Who is the most-enduring character in screen history? Well, to quote the old holiday song: “It must be Santa, Santa Claus…” Yes, the right jolly old elf has the longest history of any screen character. It was 121 years ago that early U.K. filmmaker George Albert Smith gave the world the short film Santa Claus (in the video above) and the world’s first Christmas film. The flickering 1898 artifact has a somewhat eerie aura to it now but it includes plenty of attributes of Santa lore that remain recognizable today.
The bearded, hooded Santa is depicted on the rooftop of a home with a decorated Christmas tree in tow. (Both the tree and Santa are a bit on the scrawny side compared to contemporary standards.) Down the chimney and into the nursery, Santa leaves stocking stuffers, blows a kiss, and gives the snoozing tykes a blessing before vanishing with a wave.
The visual effects may not compare to Star Wars: The Rise of Skywalker but Smith’s Santa Claus was state-of-the-art when it was finished in September of 1898. The short was one of the very first moving pictures to incorporate “parallel action,” for instance, allowing viewers to see the rooftop action and the nursery scene sharing the screen at same time.

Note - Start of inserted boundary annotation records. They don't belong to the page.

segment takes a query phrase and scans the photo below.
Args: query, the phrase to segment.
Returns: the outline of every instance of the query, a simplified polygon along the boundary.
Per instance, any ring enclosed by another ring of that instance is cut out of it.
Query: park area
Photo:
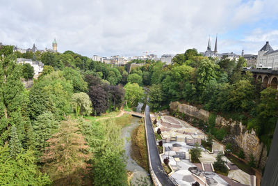
[[[152,120],[156,116],[153,115]],[[197,181],[200,185],[256,185],[256,177],[240,169],[227,157],[222,156],[226,173],[215,170],[213,164],[219,153],[224,154],[225,147],[213,140],[211,151],[200,146],[201,157],[193,162],[190,151],[195,144],[201,145],[207,136],[199,129],[187,122],[169,116],[159,116],[154,131],[161,130],[163,151],[161,153],[161,162],[168,159],[168,167],[172,171],[168,174],[179,185],[192,185]],[[158,146],[159,139],[157,140]]]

The venerable screen presence of Santa Claus is rivaled by the persistent popularity of Sherlock Holmes, who was introduced to the screen way back in 1900 in Sherlock Holmes Baffled. The unflattering title made for a humble start to the sleuth’s stellar screen career as did the plot-challenged adventure which was a half-minute long and produced for the Motoscope, a crank-operated, single-viewer “peep show” contraption of the era.